THEATRE REVIEW: Great Expectations starring Eddie Izzard at the Garrick Theatre

By Neil Durham


WHEN?: Wednesday 24 May, runs until 1 July 2023 RUNTIME: 135 minutes (including a 20-minute interval)

The most emotional moments during this 1-woman performance of the Dickens coming of age classic are when Izzard, who plays all the 20-or-so parts, conveys the heartache of not being the choice of someone loved by main character Pip.

  • Read on for reasons including how there aren’t many people we could think of who could carry this off

Adapted by Izzard’s brother Mark, Great Expectations is the story of orphan Pip and the mystery benefactor who brings him to London to educate him to become a gentleman.

It was first published as a serial by Charles Dickens between 1860 and 1861 and features many well-known characters including Miss Havisham, who wears an old wedding dress after she was jilted on her wedding day, her cold adopted daughter Estella, who Pip falls for, and escaped convict Abel Magwitch who Pip helps.

Izzard and Dickens share a birthday 150 years apart and Izzard explains in the programme that, having dyslexia, she has never read a great work of literature so decided to record an audiobook of Great Expectations.

Izzard is a gifted storyteller and distinguishes between speakers by turning between nearly every line of dialogue to face the opposite direction in a technique borrowed from Richard Pryor’s stand-up.

The comedienne completed 43 marathons in 51 days for Sport Relief in 2009 and 27 marathons in 27 days in South Africa in honour of Nelson Mandela raising £1.35 million in 2016 and clearly doesn’t do things by halves.

First performed as a monologue at the end of last year during a 9-week run on Broadway at the Greenwich House Theater, Manhattan, this is an incredibly impressive piece of memory as anysolo show of this length must be.

Dickens was renowned for his complex plots and, although this is very much an abridged version, there is a lot to explain and while Izzard is occasionally very funny this production does occasionally feel like a feast for the ears – like an audiobook – rather than for the eyes also.

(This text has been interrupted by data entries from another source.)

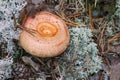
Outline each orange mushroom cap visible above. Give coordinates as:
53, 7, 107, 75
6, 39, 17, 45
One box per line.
20, 11, 70, 57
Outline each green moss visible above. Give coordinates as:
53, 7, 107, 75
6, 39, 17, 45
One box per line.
55, 20, 102, 80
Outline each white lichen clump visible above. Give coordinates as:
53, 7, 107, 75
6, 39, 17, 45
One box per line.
58, 20, 102, 80
0, 57, 13, 80
0, 0, 26, 54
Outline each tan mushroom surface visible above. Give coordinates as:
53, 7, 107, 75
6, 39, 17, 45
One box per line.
19, 11, 70, 57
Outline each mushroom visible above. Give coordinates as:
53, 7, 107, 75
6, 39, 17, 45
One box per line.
19, 11, 70, 57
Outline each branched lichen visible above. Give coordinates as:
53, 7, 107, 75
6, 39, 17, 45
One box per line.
55, 19, 102, 80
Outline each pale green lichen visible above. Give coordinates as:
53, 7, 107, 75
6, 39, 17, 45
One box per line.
0, 57, 13, 80
55, 19, 102, 80
114, 0, 120, 18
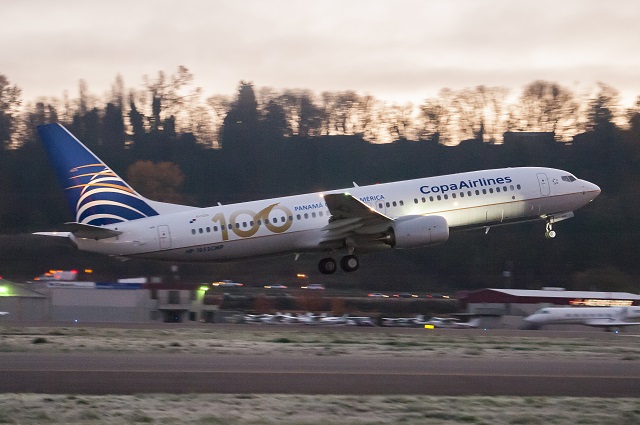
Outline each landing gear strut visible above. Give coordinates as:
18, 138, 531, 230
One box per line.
544, 221, 556, 239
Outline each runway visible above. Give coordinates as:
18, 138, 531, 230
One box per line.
0, 353, 640, 397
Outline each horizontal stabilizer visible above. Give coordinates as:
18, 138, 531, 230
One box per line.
64, 223, 122, 240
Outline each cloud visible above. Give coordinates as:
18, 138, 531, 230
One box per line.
5, 0, 640, 105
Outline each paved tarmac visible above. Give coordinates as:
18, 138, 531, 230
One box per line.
0, 353, 640, 397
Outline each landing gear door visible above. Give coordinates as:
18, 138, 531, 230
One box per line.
537, 173, 551, 196
158, 225, 171, 249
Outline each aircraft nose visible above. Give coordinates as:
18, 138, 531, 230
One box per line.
582, 181, 601, 199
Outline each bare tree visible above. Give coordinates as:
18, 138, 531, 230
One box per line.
510, 80, 578, 140
0, 74, 22, 148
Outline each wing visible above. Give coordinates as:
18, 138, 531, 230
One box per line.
34, 222, 122, 240
321, 193, 393, 243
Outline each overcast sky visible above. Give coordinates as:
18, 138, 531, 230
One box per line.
5, 0, 640, 104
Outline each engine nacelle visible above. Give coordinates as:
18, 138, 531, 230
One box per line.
386, 215, 449, 249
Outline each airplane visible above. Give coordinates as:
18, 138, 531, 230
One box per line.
35, 123, 600, 274
524, 307, 640, 331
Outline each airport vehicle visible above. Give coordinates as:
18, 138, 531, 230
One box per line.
211, 279, 244, 288
37, 124, 600, 274
424, 317, 480, 329
382, 314, 427, 327
393, 292, 418, 298
524, 306, 640, 331
33, 270, 78, 282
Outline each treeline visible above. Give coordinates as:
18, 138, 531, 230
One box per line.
0, 67, 640, 291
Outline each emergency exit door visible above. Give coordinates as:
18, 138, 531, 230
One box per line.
537, 173, 551, 196
158, 225, 171, 249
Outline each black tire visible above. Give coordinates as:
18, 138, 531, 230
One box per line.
340, 255, 360, 272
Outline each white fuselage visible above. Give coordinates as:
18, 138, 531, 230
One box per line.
74, 167, 600, 261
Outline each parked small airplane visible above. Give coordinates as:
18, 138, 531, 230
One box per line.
37, 124, 600, 274
524, 307, 640, 330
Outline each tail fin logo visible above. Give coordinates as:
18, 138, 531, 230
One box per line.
38, 124, 158, 226
65, 164, 158, 226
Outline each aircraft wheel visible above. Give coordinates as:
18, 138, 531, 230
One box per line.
340, 255, 360, 272
318, 257, 338, 274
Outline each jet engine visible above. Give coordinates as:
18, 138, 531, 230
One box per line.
384, 215, 449, 249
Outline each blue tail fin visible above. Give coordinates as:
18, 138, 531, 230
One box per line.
38, 124, 158, 226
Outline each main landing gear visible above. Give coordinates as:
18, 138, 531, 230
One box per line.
544, 221, 556, 239
318, 254, 360, 274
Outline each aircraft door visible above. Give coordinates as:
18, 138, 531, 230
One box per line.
537, 173, 551, 196
367, 200, 387, 214
158, 225, 171, 249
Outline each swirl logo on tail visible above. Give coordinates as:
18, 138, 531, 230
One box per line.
38, 124, 158, 226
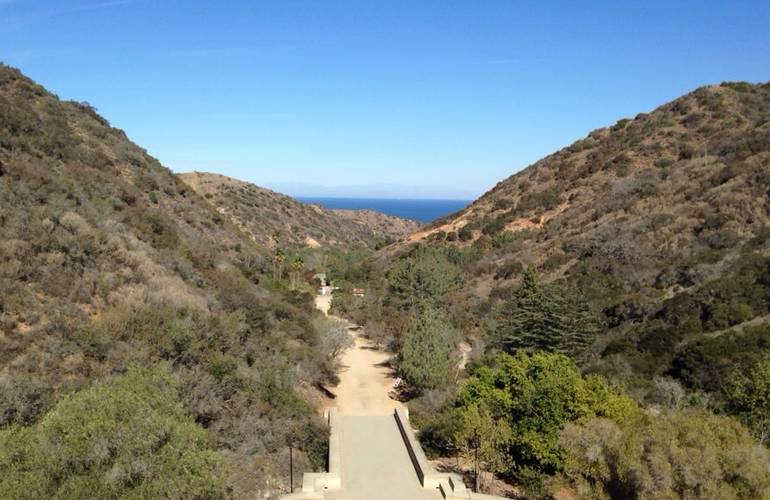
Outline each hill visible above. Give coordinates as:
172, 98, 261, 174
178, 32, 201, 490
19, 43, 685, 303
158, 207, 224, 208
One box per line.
356, 83, 770, 388
332, 83, 770, 498
180, 172, 419, 248
0, 65, 334, 498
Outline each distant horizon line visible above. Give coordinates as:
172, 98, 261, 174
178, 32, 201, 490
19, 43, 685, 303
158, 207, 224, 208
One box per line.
296, 194, 475, 202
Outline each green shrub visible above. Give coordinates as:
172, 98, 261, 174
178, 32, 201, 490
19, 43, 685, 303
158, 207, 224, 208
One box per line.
560, 410, 770, 499
455, 351, 638, 473
0, 368, 230, 499
397, 304, 459, 392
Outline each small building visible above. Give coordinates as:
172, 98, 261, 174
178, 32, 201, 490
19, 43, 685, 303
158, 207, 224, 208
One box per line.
313, 273, 330, 286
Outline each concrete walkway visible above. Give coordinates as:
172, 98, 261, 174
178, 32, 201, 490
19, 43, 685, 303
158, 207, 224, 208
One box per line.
325, 414, 442, 500
283, 296, 500, 500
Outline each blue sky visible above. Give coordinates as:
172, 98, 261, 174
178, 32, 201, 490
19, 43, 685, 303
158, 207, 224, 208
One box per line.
0, 0, 770, 198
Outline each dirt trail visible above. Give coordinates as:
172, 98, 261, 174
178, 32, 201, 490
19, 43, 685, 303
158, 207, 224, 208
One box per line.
315, 296, 403, 416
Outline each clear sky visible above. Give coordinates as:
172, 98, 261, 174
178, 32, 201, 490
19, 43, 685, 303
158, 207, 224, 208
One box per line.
0, 0, 770, 198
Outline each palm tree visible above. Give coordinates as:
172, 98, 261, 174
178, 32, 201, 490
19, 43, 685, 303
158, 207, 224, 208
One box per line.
273, 248, 286, 280
291, 255, 305, 290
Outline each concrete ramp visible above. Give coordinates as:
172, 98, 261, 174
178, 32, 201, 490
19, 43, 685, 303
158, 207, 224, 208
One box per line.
281, 408, 508, 500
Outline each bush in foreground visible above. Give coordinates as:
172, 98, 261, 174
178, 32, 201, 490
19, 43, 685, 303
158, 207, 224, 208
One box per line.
0, 368, 229, 498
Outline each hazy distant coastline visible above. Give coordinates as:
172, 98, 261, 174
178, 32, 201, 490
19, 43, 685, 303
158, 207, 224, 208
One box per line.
297, 196, 470, 223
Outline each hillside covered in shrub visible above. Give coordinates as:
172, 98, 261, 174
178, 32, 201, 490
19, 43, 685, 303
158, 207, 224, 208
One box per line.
0, 66, 334, 498
180, 172, 420, 249
333, 83, 770, 499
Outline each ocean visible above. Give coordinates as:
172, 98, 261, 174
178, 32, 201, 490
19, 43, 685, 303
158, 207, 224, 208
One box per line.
297, 196, 471, 223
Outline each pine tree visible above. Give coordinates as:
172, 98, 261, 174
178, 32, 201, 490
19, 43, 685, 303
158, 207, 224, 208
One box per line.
495, 267, 598, 359
398, 304, 459, 390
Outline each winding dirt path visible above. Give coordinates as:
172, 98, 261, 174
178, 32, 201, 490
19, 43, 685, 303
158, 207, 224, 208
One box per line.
315, 295, 403, 416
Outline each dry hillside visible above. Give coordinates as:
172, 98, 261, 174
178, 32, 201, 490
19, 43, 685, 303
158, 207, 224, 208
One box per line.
0, 65, 331, 498
180, 172, 419, 248
384, 83, 770, 378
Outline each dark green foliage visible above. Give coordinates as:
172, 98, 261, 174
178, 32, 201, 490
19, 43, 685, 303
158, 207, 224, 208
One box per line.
454, 351, 637, 473
388, 246, 464, 306
0, 368, 231, 499
670, 326, 770, 400
560, 410, 770, 499
397, 304, 459, 391
494, 268, 598, 359
727, 358, 770, 444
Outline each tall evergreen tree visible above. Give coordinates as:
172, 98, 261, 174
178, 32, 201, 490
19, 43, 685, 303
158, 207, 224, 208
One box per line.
398, 304, 459, 390
495, 267, 598, 359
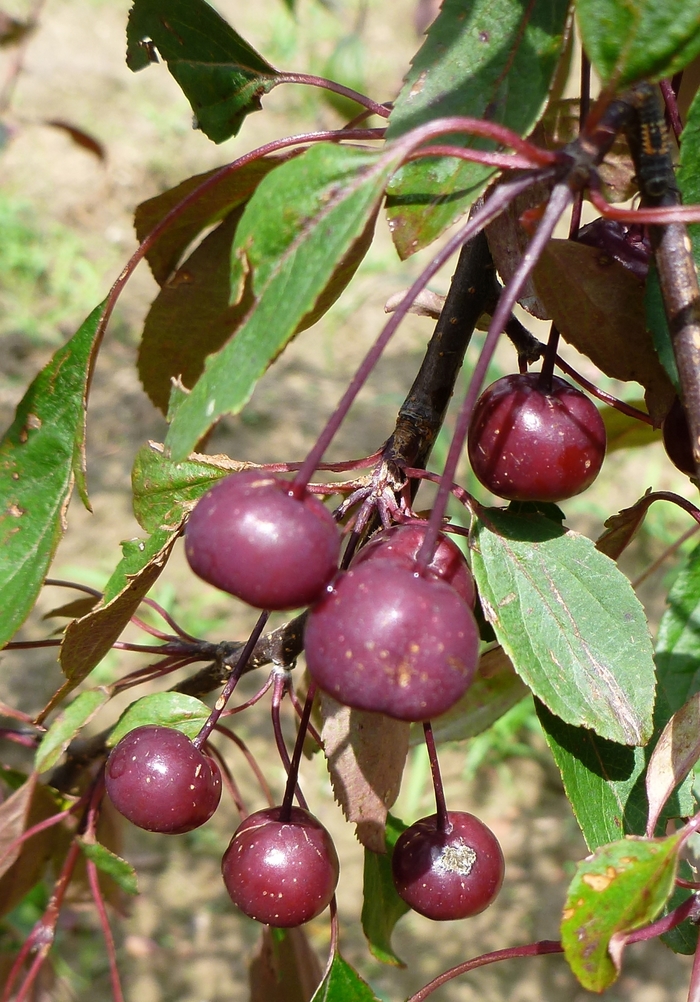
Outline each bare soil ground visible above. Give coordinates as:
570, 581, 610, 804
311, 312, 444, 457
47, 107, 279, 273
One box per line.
0, 0, 692, 1002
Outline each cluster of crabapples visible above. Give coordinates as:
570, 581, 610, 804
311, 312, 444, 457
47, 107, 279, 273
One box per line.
106, 373, 682, 927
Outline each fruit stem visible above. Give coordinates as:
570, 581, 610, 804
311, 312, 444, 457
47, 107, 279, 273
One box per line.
279, 682, 316, 824
416, 181, 574, 573
423, 720, 452, 834
292, 171, 541, 501
688, 929, 700, 1002
407, 940, 564, 1002
192, 610, 269, 748
270, 670, 306, 821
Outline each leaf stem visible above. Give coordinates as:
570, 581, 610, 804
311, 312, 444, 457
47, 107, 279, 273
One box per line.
423, 720, 450, 834
417, 181, 574, 571
279, 682, 316, 822
192, 610, 269, 748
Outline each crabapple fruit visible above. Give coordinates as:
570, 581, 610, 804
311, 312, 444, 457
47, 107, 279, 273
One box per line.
185, 470, 340, 609
304, 559, 479, 720
392, 811, 505, 921
221, 807, 339, 928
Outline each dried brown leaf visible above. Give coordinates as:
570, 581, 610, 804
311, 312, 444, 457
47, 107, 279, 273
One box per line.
534, 240, 675, 425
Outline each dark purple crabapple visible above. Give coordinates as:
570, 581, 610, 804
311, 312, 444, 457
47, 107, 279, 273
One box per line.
392, 811, 505, 921
185, 470, 340, 609
221, 807, 340, 929
351, 522, 477, 608
304, 558, 479, 720
662, 397, 696, 477
468, 373, 606, 501
104, 725, 221, 835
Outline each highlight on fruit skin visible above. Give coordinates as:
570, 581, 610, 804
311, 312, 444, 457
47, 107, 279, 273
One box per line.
104, 724, 221, 835
351, 522, 477, 609
221, 807, 340, 929
468, 373, 606, 501
661, 397, 697, 477
392, 811, 506, 922
304, 559, 479, 720
184, 470, 340, 610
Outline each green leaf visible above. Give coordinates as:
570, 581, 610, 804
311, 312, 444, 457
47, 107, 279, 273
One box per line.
107, 692, 211, 747
362, 814, 410, 967
472, 508, 655, 744
76, 835, 138, 894
535, 700, 647, 850
131, 442, 252, 532
248, 926, 322, 1002
534, 239, 674, 424
166, 143, 397, 460
126, 0, 279, 142
644, 266, 680, 394
311, 953, 380, 1002
600, 400, 661, 455
138, 208, 251, 414
0, 303, 104, 647
134, 149, 302, 286
57, 526, 179, 701
596, 489, 657, 560
656, 546, 700, 727
0, 773, 59, 916
411, 647, 530, 744
34, 687, 111, 773
388, 0, 569, 259
680, 84, 700, 274
576, 0, 700, 90
562, 834, 682, 992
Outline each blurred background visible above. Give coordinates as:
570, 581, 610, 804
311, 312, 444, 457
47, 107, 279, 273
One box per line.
0, 0, 697, 1002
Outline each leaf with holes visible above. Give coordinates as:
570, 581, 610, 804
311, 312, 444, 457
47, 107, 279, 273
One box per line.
34, 686, 111, 773
473, 508, 655, 744
107, 692, 211, 747
134, 149, 302, 286
387, 0, 569, 259
126, 0, 279, 142
138, 208, 251, 414
646, 692, 700, 835
131, 442, 254, 532
56, 526, 179, 701
165, 143, 400, 460
311, 953, 380, 1002
562, 835, 681, 992
0, 303, 104, 647
576, 0, 700, 90
534, 240, 675, 425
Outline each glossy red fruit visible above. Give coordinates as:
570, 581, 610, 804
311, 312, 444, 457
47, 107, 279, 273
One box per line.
392, 811, 505, 921
185, 470, 340, 609
304, 559, 479, 720
468, 373, 606, 501
221, 807, 340, 928
104, 725, 221, 835
663, 397, 697, 477
351, 522, 477, 608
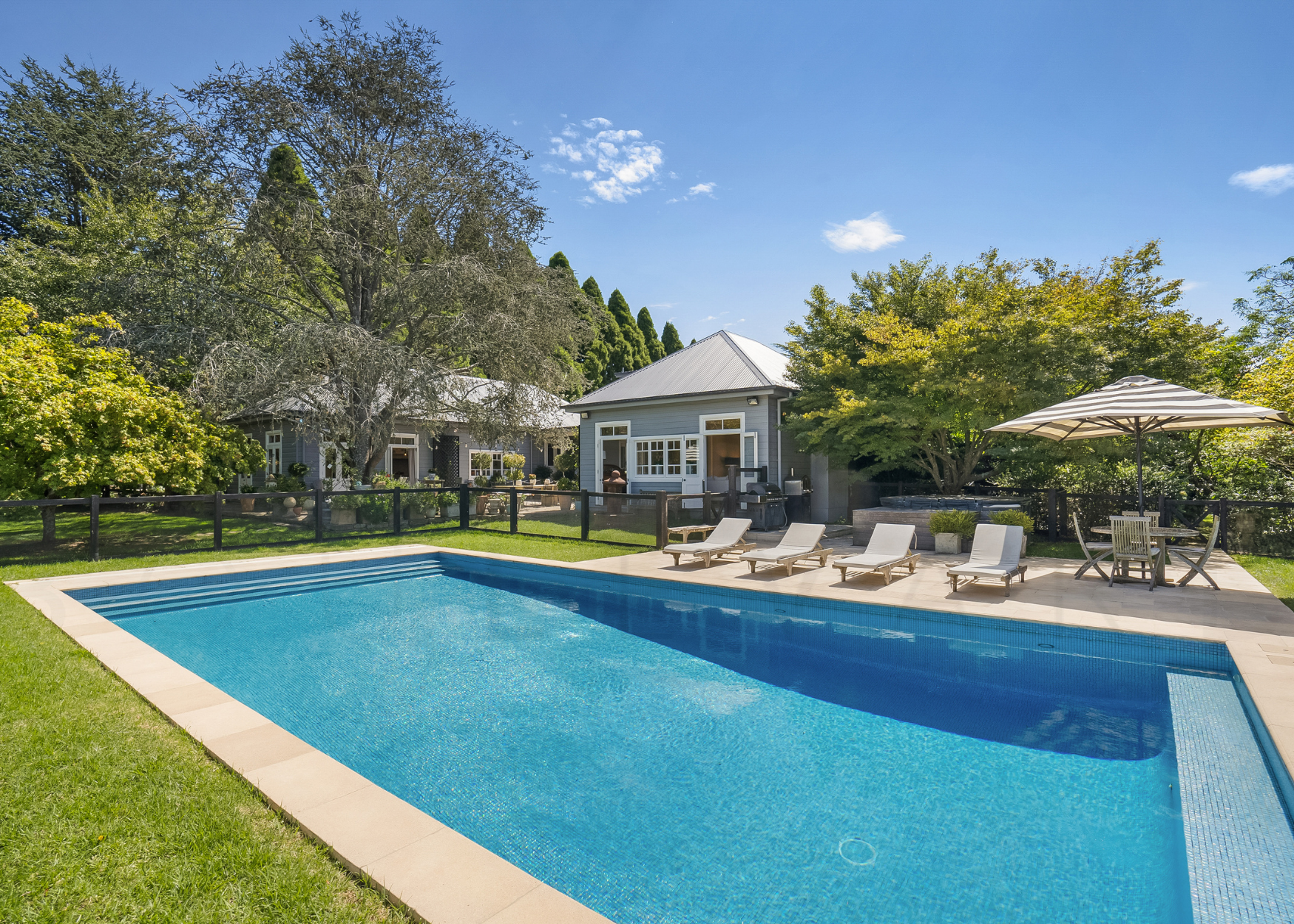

Directed simply by Selina Cadell, the stage is framed by both red velvet curtains and torn white netting. Izzard wears lace-up boots, has long bright red finger nails and lips and bleached white hair.

Izzard has always relished a challenge, there’s much to enjoy here and there aren’t many people we can think of who could carry off this kind of theatrical test with quite such charm and feeling.